Managing wetness and adopting lightness - Rescue - Community Centre


Course Mentors:  Sabaa Giradkar, Malak Singh Gill, Shahveer Irani


Where,
Managing wetness is to respond to the flooding condition due to rains, the humidity levels in the built form as well as to manage the water flow in the structure. Lightness responds to either one or all of the following but not limited to: visual expression, time, resource efficiency by optimizing material usage, dismantability, seismic efficiency, cost efficiency. The structural expression of the architecture should be light from inside and the immediate outside.

Context
26 July 2005 rains resulted in causalities and heavy losses within the city of Mumbai. The reason being the flooding of rivers within the city. Poisar River which originates from the Sanjay Gandhi National Park and opens up into the Arabian Sea is now highly polluted with the dumping of industrial effluents from workshops and sewage from slums and storm water drains into it.
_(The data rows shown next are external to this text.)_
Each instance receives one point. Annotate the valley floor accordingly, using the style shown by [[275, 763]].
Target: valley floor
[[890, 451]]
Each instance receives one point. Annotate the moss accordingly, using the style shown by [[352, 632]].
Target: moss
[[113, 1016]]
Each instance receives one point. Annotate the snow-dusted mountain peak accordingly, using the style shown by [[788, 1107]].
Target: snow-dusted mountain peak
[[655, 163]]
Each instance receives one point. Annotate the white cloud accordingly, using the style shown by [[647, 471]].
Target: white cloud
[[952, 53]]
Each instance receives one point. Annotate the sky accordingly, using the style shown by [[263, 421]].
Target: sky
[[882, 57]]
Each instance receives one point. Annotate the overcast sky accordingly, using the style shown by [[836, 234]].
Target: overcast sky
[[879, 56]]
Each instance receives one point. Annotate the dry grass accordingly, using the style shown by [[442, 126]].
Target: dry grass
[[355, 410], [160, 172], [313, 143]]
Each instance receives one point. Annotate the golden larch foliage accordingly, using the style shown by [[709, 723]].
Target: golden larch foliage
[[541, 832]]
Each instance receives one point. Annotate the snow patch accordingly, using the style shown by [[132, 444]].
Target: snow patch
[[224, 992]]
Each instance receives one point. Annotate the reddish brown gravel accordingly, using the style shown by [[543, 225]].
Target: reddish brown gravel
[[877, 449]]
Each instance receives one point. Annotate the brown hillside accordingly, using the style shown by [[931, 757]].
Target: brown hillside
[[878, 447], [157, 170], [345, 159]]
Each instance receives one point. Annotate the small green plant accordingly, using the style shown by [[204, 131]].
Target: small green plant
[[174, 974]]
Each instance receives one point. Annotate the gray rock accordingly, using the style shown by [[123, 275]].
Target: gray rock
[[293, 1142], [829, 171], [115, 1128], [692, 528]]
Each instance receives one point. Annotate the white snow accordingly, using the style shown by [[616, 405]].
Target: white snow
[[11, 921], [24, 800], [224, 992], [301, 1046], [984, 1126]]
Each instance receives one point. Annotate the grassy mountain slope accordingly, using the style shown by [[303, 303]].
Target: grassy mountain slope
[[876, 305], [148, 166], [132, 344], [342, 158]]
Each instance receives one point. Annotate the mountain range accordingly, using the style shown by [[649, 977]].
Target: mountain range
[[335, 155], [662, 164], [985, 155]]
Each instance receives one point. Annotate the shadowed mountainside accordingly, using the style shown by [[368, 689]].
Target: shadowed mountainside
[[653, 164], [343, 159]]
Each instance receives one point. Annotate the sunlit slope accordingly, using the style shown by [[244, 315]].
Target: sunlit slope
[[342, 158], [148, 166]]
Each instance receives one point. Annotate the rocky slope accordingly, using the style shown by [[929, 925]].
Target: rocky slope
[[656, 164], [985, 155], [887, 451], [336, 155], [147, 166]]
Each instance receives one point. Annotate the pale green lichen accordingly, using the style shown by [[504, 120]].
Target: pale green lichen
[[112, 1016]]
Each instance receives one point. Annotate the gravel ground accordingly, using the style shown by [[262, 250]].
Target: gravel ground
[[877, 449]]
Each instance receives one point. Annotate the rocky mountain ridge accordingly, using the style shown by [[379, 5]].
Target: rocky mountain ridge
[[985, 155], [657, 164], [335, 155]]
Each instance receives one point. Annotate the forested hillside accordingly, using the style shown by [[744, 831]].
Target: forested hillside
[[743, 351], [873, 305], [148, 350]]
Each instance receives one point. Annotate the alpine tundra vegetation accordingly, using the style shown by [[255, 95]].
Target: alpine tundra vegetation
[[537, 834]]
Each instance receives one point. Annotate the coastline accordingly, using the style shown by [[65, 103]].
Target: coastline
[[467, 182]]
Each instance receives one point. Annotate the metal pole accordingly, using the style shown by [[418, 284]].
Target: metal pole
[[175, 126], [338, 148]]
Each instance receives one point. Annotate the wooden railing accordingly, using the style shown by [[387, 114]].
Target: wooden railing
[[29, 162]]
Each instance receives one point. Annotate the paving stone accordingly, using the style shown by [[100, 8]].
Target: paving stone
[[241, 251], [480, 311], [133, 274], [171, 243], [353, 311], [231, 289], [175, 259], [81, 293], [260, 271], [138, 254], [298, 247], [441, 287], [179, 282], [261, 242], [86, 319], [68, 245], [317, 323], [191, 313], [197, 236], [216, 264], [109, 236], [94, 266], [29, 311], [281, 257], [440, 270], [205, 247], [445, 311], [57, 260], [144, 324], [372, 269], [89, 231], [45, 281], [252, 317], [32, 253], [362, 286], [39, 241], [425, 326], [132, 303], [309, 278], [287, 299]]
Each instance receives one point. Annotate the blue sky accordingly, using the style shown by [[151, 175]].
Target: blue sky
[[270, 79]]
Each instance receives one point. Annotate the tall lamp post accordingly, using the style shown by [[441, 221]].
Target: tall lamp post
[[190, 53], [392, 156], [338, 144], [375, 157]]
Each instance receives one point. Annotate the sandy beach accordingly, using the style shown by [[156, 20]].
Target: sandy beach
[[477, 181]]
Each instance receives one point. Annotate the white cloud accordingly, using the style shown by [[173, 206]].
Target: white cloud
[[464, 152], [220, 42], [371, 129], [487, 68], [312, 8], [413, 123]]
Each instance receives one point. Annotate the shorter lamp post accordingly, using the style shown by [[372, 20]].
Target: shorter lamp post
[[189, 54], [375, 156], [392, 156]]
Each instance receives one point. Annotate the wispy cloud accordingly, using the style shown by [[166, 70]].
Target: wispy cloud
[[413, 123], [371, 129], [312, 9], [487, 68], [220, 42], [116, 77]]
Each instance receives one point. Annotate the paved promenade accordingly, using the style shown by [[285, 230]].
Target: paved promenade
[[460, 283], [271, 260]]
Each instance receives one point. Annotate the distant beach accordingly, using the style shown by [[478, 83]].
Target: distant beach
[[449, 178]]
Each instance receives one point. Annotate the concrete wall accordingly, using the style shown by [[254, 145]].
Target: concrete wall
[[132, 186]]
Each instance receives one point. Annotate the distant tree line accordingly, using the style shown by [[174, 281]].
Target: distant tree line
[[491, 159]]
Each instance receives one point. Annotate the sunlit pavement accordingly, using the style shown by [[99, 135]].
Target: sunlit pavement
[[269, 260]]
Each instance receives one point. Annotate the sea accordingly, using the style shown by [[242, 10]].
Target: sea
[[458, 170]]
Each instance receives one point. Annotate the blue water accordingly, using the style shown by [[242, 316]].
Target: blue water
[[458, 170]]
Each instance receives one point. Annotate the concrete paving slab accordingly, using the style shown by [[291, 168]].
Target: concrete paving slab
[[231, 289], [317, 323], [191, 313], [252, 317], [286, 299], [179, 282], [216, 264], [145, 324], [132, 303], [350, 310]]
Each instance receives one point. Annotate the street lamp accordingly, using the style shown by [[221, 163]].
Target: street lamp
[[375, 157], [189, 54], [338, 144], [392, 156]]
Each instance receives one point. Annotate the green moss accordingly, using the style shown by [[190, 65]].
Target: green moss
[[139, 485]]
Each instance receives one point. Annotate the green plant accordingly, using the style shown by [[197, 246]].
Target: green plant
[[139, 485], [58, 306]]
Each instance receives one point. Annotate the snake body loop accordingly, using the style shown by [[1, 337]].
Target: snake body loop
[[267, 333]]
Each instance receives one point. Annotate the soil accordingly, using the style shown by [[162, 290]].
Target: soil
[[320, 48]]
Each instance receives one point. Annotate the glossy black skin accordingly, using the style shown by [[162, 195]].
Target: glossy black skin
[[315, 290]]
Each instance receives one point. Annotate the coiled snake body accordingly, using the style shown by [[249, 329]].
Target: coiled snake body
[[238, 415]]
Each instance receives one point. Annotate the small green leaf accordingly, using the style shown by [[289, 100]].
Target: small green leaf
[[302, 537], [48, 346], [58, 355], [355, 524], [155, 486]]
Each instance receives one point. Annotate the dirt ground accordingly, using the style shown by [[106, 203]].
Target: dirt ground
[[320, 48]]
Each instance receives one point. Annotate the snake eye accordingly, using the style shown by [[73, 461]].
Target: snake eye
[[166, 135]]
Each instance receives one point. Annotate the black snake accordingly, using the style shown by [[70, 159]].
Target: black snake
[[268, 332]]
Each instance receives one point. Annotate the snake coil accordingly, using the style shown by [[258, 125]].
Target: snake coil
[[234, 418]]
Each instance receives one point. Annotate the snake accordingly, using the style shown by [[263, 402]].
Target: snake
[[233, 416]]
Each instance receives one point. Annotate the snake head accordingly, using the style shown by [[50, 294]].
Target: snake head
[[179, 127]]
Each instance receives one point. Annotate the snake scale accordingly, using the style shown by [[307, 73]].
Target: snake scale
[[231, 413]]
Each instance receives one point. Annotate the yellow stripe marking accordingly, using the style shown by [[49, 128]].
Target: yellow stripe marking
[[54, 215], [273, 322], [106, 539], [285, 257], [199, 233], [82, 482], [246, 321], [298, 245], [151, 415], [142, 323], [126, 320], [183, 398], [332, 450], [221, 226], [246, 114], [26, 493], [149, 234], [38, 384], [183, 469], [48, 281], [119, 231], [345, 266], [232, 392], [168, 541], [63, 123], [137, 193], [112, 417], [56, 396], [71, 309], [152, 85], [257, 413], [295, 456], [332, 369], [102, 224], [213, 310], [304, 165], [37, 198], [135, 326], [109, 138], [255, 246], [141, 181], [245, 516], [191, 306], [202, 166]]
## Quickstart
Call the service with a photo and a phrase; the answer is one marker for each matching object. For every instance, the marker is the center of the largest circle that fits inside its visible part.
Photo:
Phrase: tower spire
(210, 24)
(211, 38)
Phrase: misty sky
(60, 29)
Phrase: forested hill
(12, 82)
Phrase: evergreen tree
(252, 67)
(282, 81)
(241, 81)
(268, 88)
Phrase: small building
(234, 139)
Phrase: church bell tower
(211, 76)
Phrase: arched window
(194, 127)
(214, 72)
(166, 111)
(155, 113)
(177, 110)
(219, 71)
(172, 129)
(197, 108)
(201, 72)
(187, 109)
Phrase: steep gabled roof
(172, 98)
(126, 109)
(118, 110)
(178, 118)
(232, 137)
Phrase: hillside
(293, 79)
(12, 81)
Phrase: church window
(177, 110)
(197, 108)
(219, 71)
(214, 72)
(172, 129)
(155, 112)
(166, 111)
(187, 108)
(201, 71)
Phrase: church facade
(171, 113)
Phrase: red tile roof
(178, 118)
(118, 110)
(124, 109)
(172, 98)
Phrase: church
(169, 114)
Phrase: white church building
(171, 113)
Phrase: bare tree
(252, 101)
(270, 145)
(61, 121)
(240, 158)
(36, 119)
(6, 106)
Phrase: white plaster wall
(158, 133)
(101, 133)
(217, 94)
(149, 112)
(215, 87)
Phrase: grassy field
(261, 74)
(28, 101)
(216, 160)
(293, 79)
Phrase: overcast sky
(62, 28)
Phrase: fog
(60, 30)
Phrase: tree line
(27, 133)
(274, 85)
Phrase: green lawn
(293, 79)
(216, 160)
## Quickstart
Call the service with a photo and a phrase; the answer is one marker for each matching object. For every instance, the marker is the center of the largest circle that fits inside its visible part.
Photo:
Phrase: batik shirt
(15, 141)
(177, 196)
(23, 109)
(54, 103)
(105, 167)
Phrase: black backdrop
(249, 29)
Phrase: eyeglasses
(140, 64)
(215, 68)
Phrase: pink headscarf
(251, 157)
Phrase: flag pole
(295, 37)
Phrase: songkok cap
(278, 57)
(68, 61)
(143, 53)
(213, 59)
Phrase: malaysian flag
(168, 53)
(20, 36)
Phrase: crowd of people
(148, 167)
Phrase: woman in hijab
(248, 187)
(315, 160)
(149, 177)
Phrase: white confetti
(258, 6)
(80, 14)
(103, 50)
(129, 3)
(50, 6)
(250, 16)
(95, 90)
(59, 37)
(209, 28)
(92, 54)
In recent times it had narrowed down, and became shallower due to the presence of the accumulation of silt, debris and plastic. Sunderpada settlement in Kandivali exists adjacent to one of the stretches of the Poisar River. It faces extremities of rains and flooding due to rains every year. This settlement on the relatively low lying area is hence left with no option but to evacuate their houses and take shelterelsewhere for a period of 12-48 hrs depending on the rain intensity.
Program
The calamity, its resultant losses give opportunities to intervene and design a rescue centre for the settlement dwellers. This rescue centre will also function as a community or a resilience centre for the rest of the time of the year. The design challenge is to work with the idea of lightness. Students, based on their arguments have a freehand to choose its detailed physical nature like it being permanent/temporary and or modular. Materiality and system details will also guide the design.

Managing water requirements within the built form will equally be necessary while responding to the water condition in terrain context.